M. Corbeil : Cela dépend des langues. Plus de 60 langues ont été déclarées lors du recensement de 2011. Bien sûr, certaines langues connaissent une croissance; on pense, entre autres, aux langues inuites qui connaissent une croissance et qui ont une vitalité évidente. Il y a toutefois beaucoup de langues qui sont déclarées par un très petit nombre de personnes et il y a beaucoup de gens qui écrivent justement sur l'extinction possible d'un certain nombre de ces langues qui sont effectivement menacées parce qu'il n'y a pas un bassin de locuteurs suffisamment important. Les langues cri et innu font preuve d'une vitalité assez importante, mais il y en a plusieurs dont l'avenir n'est pas nécessairement très rose.

La présidente : Messieurs, je vous remercie très sincèrement de votre comparution devant notre comité.

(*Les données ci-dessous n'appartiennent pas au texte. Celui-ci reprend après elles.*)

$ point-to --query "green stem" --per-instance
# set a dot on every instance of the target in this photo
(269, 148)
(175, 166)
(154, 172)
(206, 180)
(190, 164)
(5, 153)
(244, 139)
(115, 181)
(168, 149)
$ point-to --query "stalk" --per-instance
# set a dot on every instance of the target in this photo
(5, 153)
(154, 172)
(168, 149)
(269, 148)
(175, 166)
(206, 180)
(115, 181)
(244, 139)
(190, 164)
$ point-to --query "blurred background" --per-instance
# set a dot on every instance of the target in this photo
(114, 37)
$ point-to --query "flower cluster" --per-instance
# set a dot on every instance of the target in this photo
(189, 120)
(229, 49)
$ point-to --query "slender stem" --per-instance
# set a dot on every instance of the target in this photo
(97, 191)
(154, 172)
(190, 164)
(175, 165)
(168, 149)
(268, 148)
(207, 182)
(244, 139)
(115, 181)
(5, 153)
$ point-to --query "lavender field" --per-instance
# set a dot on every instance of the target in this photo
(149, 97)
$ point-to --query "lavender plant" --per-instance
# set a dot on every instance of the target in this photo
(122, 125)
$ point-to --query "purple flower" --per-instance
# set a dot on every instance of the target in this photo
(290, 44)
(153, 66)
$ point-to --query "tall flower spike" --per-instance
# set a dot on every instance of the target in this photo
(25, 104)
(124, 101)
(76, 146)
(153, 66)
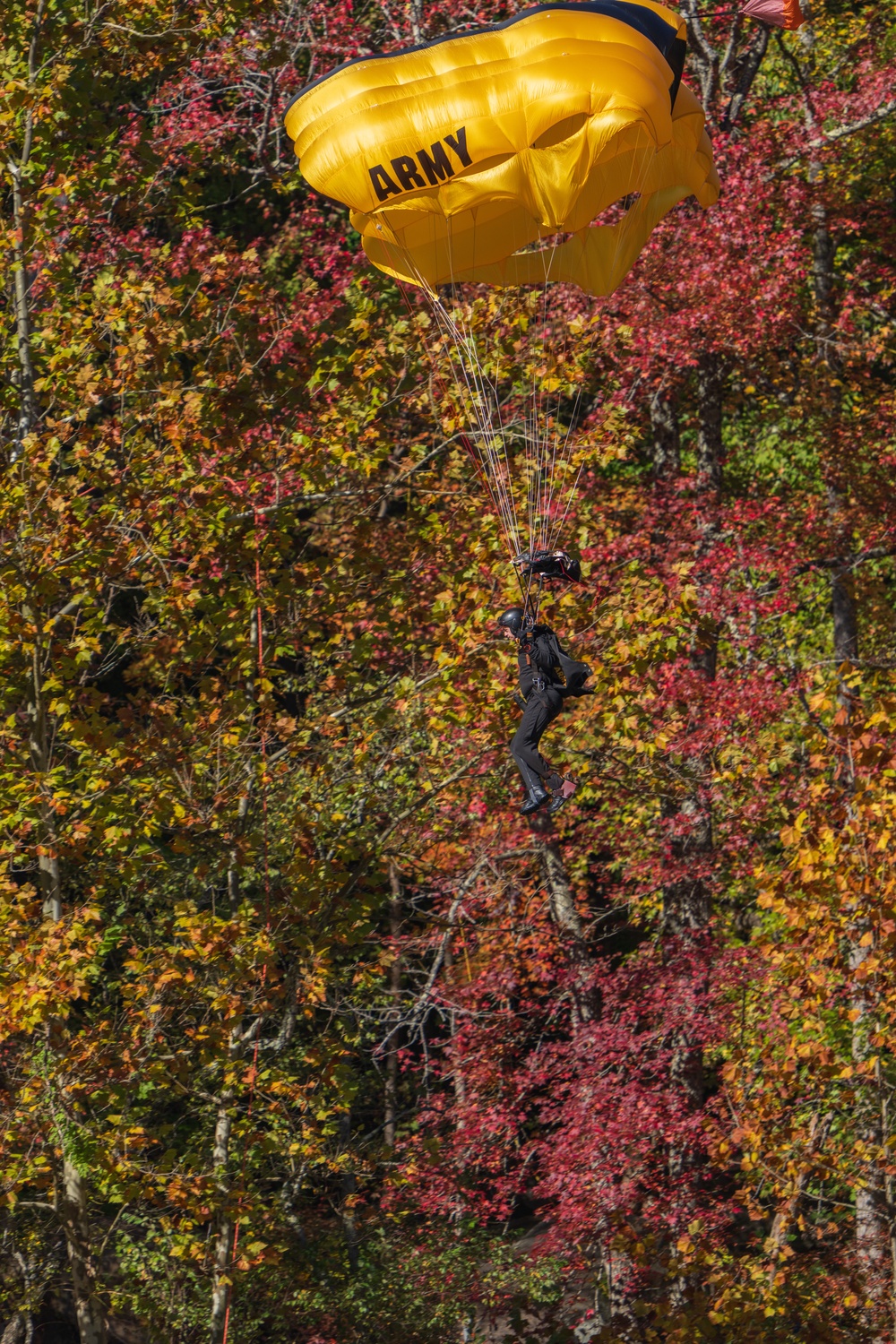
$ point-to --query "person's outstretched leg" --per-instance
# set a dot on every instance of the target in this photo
(540, 710)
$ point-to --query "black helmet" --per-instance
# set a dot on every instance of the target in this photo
(512, 620)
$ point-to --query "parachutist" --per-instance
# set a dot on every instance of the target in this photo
(548, 564)
(547, 677)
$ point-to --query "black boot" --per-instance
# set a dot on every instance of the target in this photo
(560, 796)
(535, 798)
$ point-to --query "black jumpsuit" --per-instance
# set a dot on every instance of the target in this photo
(541, 688)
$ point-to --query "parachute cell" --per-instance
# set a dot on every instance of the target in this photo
(463, 159)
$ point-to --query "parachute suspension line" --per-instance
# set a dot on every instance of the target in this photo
(253, 1073)
(495, 427)
(473, 401)
(482, 410)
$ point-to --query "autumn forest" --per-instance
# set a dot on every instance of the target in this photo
(306, 1035)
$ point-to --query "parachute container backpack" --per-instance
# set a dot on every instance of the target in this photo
(513, 172)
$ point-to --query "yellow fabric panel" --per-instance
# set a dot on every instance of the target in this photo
(457, 155)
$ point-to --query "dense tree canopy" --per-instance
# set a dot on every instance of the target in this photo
(306, 1034)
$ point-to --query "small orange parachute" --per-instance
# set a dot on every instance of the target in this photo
(780, 13)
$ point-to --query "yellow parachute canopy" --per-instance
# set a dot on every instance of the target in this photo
(458, 158)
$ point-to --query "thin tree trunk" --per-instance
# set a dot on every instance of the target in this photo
(394, 1013)
(667, 438)
(349, 1188)
(72, 1204)
(225, 1234)
(710, 392)
(39, 749)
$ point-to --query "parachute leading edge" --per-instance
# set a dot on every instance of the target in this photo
(455, 156)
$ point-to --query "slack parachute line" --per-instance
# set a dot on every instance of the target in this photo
(474, 167)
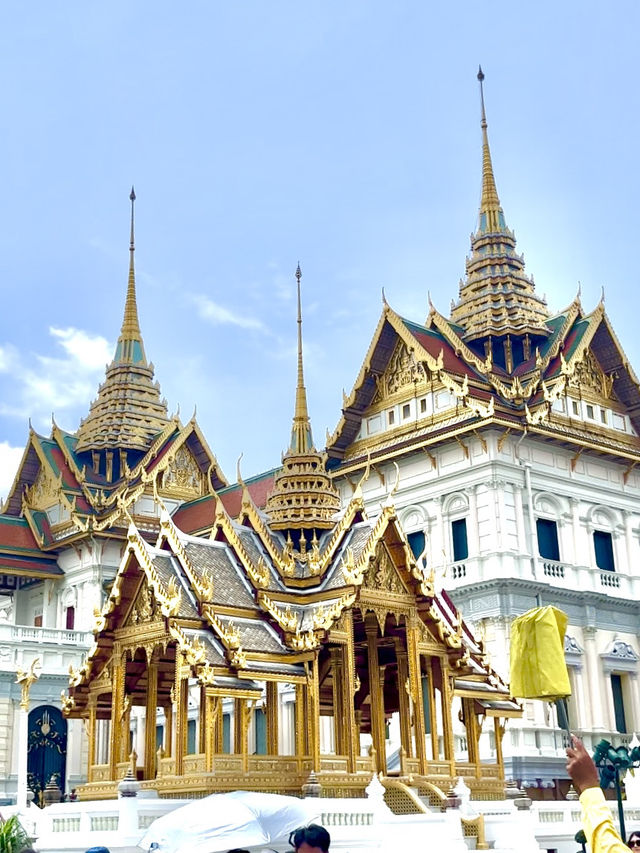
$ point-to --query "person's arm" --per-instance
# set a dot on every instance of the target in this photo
(596, 814)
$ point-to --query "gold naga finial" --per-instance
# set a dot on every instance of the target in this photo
(130, 347)
(491, 216)
(301, 438)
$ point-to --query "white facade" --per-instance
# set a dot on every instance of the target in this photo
(500, 486)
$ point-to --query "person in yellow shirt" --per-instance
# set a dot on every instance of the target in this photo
(596, 814)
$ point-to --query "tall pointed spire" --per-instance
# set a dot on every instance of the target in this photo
(301, 438)
(491, 216)
(497, 298)
(128, 411)
(303, 497)
(130, 346)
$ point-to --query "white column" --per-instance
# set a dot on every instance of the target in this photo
(594, 676)
(23, 745)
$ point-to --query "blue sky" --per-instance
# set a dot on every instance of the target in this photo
(344, 134)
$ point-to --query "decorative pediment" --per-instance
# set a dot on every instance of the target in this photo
(589, 376)
(145, 607)
(403, 371)
(45, 491)
(383, 576)
(182, 477)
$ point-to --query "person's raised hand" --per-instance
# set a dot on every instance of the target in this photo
(580, 766)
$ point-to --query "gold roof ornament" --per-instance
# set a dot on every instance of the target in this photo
(496, 297)
(303, 497)
(128, 411)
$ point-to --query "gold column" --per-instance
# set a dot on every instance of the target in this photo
(168, 730)
(272, 717)
(376, 697)
(498, 728)
(415, 687)
(117, 709)
(202, 721)
(91, 735)
(404, 709)
(471, 727)
(301, 728)
(219, 726)
(435, 742)
(181, 716)
(150, 719)
(313, 699)
(351, 728)
(337, 679)
(209, 727)
(447, 722)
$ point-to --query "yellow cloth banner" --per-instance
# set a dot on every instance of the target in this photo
(538, 667)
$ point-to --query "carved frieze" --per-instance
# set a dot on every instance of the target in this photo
(589, 376)
(145, 608)
(402, 371)
(183, 475)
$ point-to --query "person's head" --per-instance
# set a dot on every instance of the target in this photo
(310, 839)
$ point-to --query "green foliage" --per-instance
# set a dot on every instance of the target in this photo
(13, 837)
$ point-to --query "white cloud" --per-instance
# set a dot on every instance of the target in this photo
(218, 315)
(9, 460)
(90, 352)
(46, 384)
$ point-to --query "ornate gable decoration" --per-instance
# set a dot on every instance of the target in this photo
(382, 575)
(183, 477)
(145, 607)
(45, 491)
(403, 371)
(589, 376)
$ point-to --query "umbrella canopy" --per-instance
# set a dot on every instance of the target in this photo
(538, 666)
(223, 821)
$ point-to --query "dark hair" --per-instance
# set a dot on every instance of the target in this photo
(313, 835)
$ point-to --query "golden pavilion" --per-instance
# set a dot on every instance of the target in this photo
(263, 637)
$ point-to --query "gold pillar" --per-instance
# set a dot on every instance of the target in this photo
(219, 726)
(404, 709)
(337, 679)
(181, 716)
(117, 709)
(202, 721)
(209, 727)
(415, 687)
(91, 736)
(447, 722)
(435, 742)
(351, 728)
(376, 697)
(301, 728)
(471, 726)
(272, 717)
(150, 719)
(313, 714)
(168, 730)
(239, 746)
(498, 728)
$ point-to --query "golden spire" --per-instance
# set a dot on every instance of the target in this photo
(130, 348)
(303, 497)
(497, 298)
(491, 215)
(301, 438)
(128, 411)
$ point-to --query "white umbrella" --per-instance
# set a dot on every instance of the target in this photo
(223, 821)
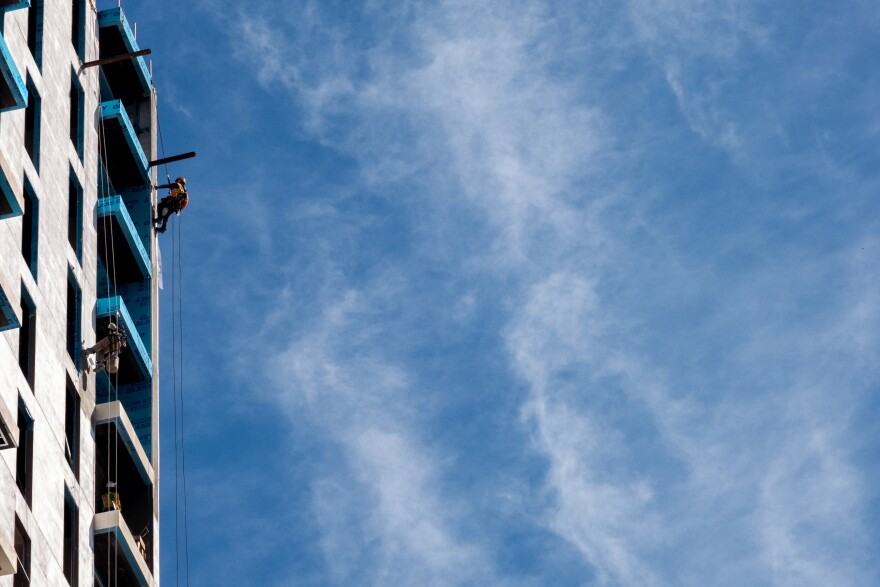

Je ne sais pas si vous avez remarqué que vous êtes représentants de Statistique Canada et que vous avez réussi à engager les sénateurs dans une discussion non seulement intéressante, mais quasi passionnée. Ce n'est pas souvent que cela arrive avec Statistique Canada!

Merci beaucoup et nous allons attendre avec impatience les réponses à nos questions. Si je comprends bien, un rapport sera rendu public demain et un autre à la fin du mois de juin?

M. Corbeil : Il s'agit d'un court article d'une dizaine de pages dans la revue Regards sur la société canadienne, qui sera diffusé demain à 8 h 30; et le 26 juin, ce sera la diffusion officielle des données du recensement dont j'ai parlé tout à l'heure.

La présidente : Merci, messieurs. Honorables sénateurs, j'ai deux petits points à couvrir. Premièrement, l'ébauche de l'étude des obligations linguistiques de CBC/Radio-Canada ne sera pas terminée pour la fin de juin, car nous n'avons pas encore terminé nos audiences publiques, et que par la suite, nous devrons écrire le rapport. Alors le sous-comité du programme et de la procédure recommande de reporter la date du dépôt à la fin décembre 2013. Si vous êtes d'accord, j'ai une motion que j'aimerais vous proposer et qui sera par la suite déposée au Sénat.

Vous êtes d'accord?

Des voix : D'accord.

La présidente : Très bien. La semaine prochaine, n'oubliez pas que la réunion du comité débutera à 16 heures au lieu de 16 h 30. Nous allons entendre une représentante d'une organisation sans but lucratif qui vient en aide aux femmes francophones immigrantes en milieu minoritaire. La prochaine réunion devrait se terminer vers 17 h 15. Merci beaucoup, honorables sénateurs. Je vais ajourner la séance.